I feel numb right now. Sad for my friend, but still numb. I also feel like an ass because I don't feel like I'm showing proper sadness because my friend is devastated. Sure, she had time to prepare, but she loved her sister and I know that this hits her like a punch in the gut.

Rest easy, Cary Anne. May your ancestors welcome you warmly.

10 December 2007

Waiting for the other shoe to drop.

Background: Husband is Mormon, his fellow congregants know I'm pagan--or at least some of them do. We have been receiving assistance from them the last month and a half since I had lost my job (and was on the hunt for another one).

Now that that is out of the way: Yesterday the president of the Elder's Quorum showed up at our door with a metric assload of food--I am not kidding.
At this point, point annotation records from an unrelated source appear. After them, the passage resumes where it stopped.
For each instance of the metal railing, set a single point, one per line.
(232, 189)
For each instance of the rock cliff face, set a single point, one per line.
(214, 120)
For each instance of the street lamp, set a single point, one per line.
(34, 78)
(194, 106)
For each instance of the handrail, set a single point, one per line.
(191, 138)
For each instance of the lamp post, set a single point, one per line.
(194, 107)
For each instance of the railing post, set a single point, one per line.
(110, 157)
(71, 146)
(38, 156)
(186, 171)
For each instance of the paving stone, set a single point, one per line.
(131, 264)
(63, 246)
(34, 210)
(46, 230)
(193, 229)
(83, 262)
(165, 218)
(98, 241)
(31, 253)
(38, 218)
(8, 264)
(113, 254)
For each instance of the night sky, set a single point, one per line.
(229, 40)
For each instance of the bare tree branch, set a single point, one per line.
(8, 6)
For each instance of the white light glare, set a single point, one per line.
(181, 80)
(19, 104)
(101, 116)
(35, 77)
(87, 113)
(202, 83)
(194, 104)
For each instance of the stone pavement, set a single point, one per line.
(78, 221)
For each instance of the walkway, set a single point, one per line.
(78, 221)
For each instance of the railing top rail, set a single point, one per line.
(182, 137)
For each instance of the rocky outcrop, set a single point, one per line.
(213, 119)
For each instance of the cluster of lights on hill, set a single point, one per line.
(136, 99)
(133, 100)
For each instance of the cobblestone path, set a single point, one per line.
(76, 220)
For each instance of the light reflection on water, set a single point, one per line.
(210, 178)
Cereal, canned goods of various kinds, juices, and so forth. It was a lot, and it was a holiday gift to us.

Now, I am not an ungrateful person--I fully recognize that without their help we more than likely would not have made it through the last month, and I really am grateful. But I'm also a wary person, and I know that a gift given requires a gift in return. I keep wondering when the other shoe will drop and requests for the return gift go from "tithe and attend Sacrament" (which I make sure he does anyway, as a matter of course) to "oh yeah, and your wife's gotta come too" and thence "When's your wife going to join the Church?"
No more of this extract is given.